Akibat bencana ini ratusan nyawa melayang dan ribuan manusia kehilangan harta bendanya. Mereka juga tersingkir dari kehidupan sosial yang selama ini dijalaninya karena mengungsi atau pindah tempat tinggal. Beberapa media baik cetak maupun elektronik menyebutkan, korban tewas akibat banjir dan longsor yang menimpa Jawa Tengah dan Jawa Timur yang terjadi belakangan ini, mencapai 100 orang lebih. Bila dikalkulasikan dengan beberapa daerah lain yang juga terkena bencana alam, maka jumlah itu akan semakin bertambah.

Banjir dan longsor, pada tahun-tahun belakangan ini, seakan menjadi fenomena yang biasa bagi bangsa Indonesia ketika menghadapi musim hujan. Bagi mereka yang tinggal di dataran rendah, ketika musim hujan tiba, bersiaplah menghadapi banjir. Sementara bagi mereka yang tinggal di lereng bukit, maka bersiaplah menghadapi bahaya longsor yang sewaktu-waktu menimpanya. Peristiwa ini seakan menjadi rutinitas dan agenda tahunan yang entah kapan akan berakhir. Terutama bagi mereka yang tinggal di pinggiran sungai, maka peristiwa banjir sudah menjadi bagian dari kehidupan.

Peristiwa alam, biasanya terjadi bukan tanpa sebab. Meski tidak semuanya benar, namun hukum kausalitas, sering digunakan dalam memahami persoalan yang terjadi di dunia. Akibat hutan yang terus ditebang tanpa ada penanaman kembali, maka banjir dan longsor terjadi dan menimpa daerah sekitarnya.
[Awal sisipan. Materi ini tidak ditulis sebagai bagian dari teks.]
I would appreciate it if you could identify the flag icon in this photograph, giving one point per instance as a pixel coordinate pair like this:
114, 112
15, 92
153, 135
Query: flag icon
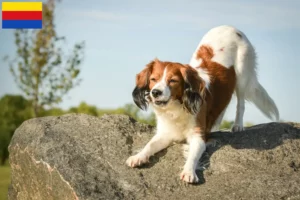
22, 15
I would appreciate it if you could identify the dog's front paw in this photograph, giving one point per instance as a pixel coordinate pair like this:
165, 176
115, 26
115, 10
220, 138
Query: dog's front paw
237, 128
137, 160
189, 176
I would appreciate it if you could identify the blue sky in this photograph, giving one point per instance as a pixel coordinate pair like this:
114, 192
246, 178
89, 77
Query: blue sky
123, 36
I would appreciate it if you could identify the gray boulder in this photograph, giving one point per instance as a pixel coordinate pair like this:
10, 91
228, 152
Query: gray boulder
78, 156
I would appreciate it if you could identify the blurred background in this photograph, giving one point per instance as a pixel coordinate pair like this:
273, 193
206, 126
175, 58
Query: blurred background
85, 58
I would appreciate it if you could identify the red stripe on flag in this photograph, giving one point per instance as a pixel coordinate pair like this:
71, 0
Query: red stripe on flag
22, 15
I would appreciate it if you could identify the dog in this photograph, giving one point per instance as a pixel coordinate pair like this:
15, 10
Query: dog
189, 100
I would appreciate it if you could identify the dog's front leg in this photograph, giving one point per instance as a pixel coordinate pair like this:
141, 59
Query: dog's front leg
156, 144
196, 148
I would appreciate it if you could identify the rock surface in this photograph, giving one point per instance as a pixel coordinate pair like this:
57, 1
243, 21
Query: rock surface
78, 156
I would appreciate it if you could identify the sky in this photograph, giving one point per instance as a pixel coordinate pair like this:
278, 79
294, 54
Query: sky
122, 36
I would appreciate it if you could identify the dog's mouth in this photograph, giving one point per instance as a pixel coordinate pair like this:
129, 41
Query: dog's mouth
161, 103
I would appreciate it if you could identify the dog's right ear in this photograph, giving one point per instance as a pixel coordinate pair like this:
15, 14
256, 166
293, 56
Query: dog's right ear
141, 89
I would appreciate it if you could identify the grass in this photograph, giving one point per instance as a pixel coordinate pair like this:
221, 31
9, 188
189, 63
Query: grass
4, 181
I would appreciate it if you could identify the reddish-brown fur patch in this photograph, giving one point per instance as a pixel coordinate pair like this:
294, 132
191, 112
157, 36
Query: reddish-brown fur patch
153, 73
222, 84
216, 98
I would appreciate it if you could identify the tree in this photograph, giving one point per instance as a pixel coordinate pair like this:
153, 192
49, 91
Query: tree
14, 110
39, 68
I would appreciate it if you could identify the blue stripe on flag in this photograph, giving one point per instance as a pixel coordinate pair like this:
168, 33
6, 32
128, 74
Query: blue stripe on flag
25, 24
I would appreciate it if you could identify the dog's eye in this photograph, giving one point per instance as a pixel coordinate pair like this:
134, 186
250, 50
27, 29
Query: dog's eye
173, 81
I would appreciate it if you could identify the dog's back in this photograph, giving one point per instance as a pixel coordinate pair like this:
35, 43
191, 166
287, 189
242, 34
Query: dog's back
225, 48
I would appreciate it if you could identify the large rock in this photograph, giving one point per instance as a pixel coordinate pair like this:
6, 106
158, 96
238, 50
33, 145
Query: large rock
83, 157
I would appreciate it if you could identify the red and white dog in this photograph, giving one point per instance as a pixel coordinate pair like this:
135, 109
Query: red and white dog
190, 100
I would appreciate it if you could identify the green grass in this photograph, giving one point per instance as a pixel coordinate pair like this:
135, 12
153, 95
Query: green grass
4, 181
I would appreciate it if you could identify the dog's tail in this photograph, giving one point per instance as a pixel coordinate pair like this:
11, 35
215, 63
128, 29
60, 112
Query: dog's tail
259, 96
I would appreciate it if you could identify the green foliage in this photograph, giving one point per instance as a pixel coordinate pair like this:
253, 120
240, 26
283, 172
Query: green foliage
41, 68
4, 181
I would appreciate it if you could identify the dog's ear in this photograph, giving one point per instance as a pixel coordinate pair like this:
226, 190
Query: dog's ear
194, 90
141, 89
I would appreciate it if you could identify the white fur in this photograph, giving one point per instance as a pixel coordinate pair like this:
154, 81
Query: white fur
233, 50
162, 86
174, 123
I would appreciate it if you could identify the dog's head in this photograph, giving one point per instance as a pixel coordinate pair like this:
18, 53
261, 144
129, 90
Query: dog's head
162, 82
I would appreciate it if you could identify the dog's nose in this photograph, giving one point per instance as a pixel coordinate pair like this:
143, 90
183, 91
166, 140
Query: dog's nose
156, 93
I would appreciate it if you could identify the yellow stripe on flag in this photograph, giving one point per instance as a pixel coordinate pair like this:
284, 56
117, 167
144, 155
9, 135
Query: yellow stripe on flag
22, 6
Bahkan akibat yang lebih parah adalah apa yang disebut dengan global warming (pemanasan global). Sebuah dampak yang luar bisa dan terjadi diseluruh dunia.

Pemanasan global memang terjadi bukan hanya karena penggundulan hutan saja, namun juga banyak penyebab lainnya. Namun dampak yang lebih nyata dari pemanasan global adalah akibat sudah ‘sangat sedikit’ persediaan hutan sebagai area yang menyerap Co2 dan menghasilkan O2. Di sisi lain pabrik-pabrik, rumah kaca dan kendaraan yang menghasilkan Co2 terus meningkat dari tahun ke tahun sementara hutan atau pohon sebagai penyerap Co2 semakin jarang. Kalaupun ada, sudah sangat sedikit jumlahnya itupun dalam proses menuju kepunahan akibat penebangan tanpa batas. Padahal sebuah pohon tidak hanya mampu menyerap air, tetapi juga menjadi paru-paru bumi yang membersihkan udara yang kotor akibat polusi kendaraan dan pabrik.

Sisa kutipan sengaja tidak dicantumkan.